她停了一下,目光从江幕言脸上扫到叶明筝脸上,又从叶明筝脸上扫回江幕言脸上。
“——不清不楚的门户。”
这话太重了,不清不楚,这四个字打在侯府的门楣上,比巴掌还响。
南阳侯的脸色变了,他脸上的笑容挂不住了,嘴角往下撇着,眼角的皱纹拧成一团,他活了大半辈子,还没人敢在他面前说这种话。
“陈姑娘,你——”他刚要开口,陈田田已经接上了。
“南阳侯别急,我的话还没说完。”
陈田田看着他,目光平静得像冬天的湖面,不起波澜。
“我陈家虽是商贾,可我父亲做生意向来清清白白,童叟无欺,我陈家的女儿,也是清清白白的女儿家,不是什么见不得人的东西。
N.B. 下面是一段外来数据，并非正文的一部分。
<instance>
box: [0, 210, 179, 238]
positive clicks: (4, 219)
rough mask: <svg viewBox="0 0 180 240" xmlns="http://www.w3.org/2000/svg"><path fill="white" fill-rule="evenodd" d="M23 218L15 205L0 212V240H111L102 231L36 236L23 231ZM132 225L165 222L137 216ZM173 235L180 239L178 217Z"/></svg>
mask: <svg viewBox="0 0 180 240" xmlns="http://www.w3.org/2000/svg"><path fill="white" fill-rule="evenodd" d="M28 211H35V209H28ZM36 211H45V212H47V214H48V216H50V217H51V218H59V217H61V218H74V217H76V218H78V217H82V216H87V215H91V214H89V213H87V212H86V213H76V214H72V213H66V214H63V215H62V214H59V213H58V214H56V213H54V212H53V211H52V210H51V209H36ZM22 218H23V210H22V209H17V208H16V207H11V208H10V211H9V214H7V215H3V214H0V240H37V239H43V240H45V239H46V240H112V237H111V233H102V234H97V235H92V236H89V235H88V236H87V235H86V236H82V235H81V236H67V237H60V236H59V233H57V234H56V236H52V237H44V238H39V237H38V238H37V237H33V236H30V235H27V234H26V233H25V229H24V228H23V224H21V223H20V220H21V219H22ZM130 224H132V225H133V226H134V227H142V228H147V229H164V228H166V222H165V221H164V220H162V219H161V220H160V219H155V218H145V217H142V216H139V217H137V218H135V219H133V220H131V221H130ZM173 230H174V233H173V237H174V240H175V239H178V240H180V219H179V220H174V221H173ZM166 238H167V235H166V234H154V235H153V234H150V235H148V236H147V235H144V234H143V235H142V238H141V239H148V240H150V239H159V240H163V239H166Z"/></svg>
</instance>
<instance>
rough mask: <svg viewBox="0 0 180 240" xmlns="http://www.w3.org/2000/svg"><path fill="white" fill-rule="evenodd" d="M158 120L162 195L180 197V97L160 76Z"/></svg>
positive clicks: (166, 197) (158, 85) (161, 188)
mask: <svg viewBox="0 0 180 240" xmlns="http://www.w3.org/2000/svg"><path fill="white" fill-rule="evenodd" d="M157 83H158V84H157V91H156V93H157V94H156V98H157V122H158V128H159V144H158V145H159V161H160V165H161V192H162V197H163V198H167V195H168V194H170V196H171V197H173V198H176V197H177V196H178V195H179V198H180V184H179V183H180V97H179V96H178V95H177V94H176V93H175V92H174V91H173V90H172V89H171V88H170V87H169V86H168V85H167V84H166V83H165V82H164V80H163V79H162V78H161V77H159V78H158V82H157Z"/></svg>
”
“你们侯府要娶,就明媒正娶,你们要兼祧,就大大方方地兼祧,可你们什么都没说,把我骗进门,到了门口才让我知道,这花轿里还坐着另一位新娘。”
“南阳侯,江慕言,你们说,这叫什么?”
陈田田看着南阳侯,又看向江慕言,等着他们回答。
南阳侯张了张嘴,没说出话,他活了大半辈子,头一回被一个十七岁的姑娘堵得说不出话。
“你们侯府这样不要脸的行为,叫骗婚。”陈田田替他们说了。
江幕言脸色骤变,猛地抬头看向陈田田,眼中满是怒火。
这两个字一出口,周围的人都倒吸了一口凉气,场面瞬间安静下来,落针可闻。
骗婚。
这是要跟侯府撕破脸了。
一个商贾之女,敢在侯府门口说侯府骗婚,这胆子,比天还大。
有人开始担心了——这姑娘今天还能进这个门吗?
进了门还能有好日子过吗?
也有人暗暗佩服,这陈家姑娘,不简单。
江幕言终于忍不住了,他往前迈了一步,站到陈田田面前,居高临下地看着她:“陈田田,你到底想怎样?这婚你结还是不结?”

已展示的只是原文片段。